Museums continue to be under scrutiny during this time of heightened attention to racial injustice amid the ongoing Black Lives Matter protests. Last month, former Smithsonian staff called out the “culture of racism” at the Museum of African Art in Washington D.C. and urged its chief curator Christine Mullen Kreamer to step down. More recently, the Guggenheim announced a diversity plan following staff complaints of long-standing racism at the museum.
The Whitney Museum is now facing backlash for planning an exhibition that will include prints acquired from the See In Black print sale that was meant to be a fundraiser for Black social justice organizations. Led by a coalition of Black photographers and creatives, the project featured works that reflected the lived experiences of Black people, their families and their culture. All profits from the sale of the works were donated to charities devoted to fighting discrimination such as Know Your Rights Camp, Youth Empowerment Project, National Black Justice Coalition, Black Futures Lab and The Bail Project.
The Whitney’s show entitled “Collective Actions” was not only going to feature works from See In Black, but also pieces from a number of artist collectives intended to raise funds for anti-racist initiatives such as criminal justice reform, bail funds, Black trans advocacy groups, among others. The presentation was expected to run through September 17 until January 3, 2021.
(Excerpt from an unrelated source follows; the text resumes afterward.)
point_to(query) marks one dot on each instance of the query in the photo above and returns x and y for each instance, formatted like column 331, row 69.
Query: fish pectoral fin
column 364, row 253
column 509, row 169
See In Black organizers recently issued a public statement on the usage of their prints for The Whitney’s show. “The Whitney’s use of the works acquired through the See in Black print sale at significantly discounted prices—the proceeds of which were donated 100% to charity—constitutes unauthorized use of the works to which the artists do not consent and for which the artists were not compensated. Furthermore, See In Black is not affiliated with The Whitney’s exhibitions.”
Women Photograph, an initiative dedicated to raising the voices of women and nonbinary visual journalists, also raised concerns for the charity-intended works to be featured in The Whitney’s show. “This is not a responsible or a respectful way to engage with artists — nor does it feel particularly sound for an institution with a $300 million+ endowment to acquire $100 prints that were priced to benefit anti-racism non-profits,” tweeted Women Photograph.
This Tuesday, HYPEBEAST reached out to The Whitney for a statement regarding the exhibition. The “Collective Actions” curator, Farris Wahbeh, said in an e-mail statement that the show will not be proceeding while having issued an apology to the artists he hoped to include in the show. Read the full letter by Wahbeh to the artists, below
I wanted to follow up on my emails about the Collective Actions exhibition we had planned to open in September. We at the museum have been listening and hearing from artists about their concerns. The conversations and discussions that have come out of the exhibition are deeply felt. We apologize for the anger and frustration the exhibition has caused and have made the decision not to proceed with the show.
The works in the exhibition were collected as part of the Whitney’s Special Collections, an area that houses artists books, zines, posters, prints, and objects that document how artists distribute published materials as a form of practice, both physically and on-line, and are collected as the materials are launched and circulated.
My sincere hope in collecting them was to build on a historical record of how artists directly engage the important issues of their time. Going forward, we will study and consider further how we can better collect and exhibit artworks and related material that are made and distributed through these channels. I understand how projects in the past several months have a special resonance and I sincerely want to extend my apologies for any pain that the exhibition has caused.
I’d welcome the opportunity to talk more about the organization of the show and other concerns you have, as would our chief curator, Scott Rothkopf. If so, please reach out to me and let me know.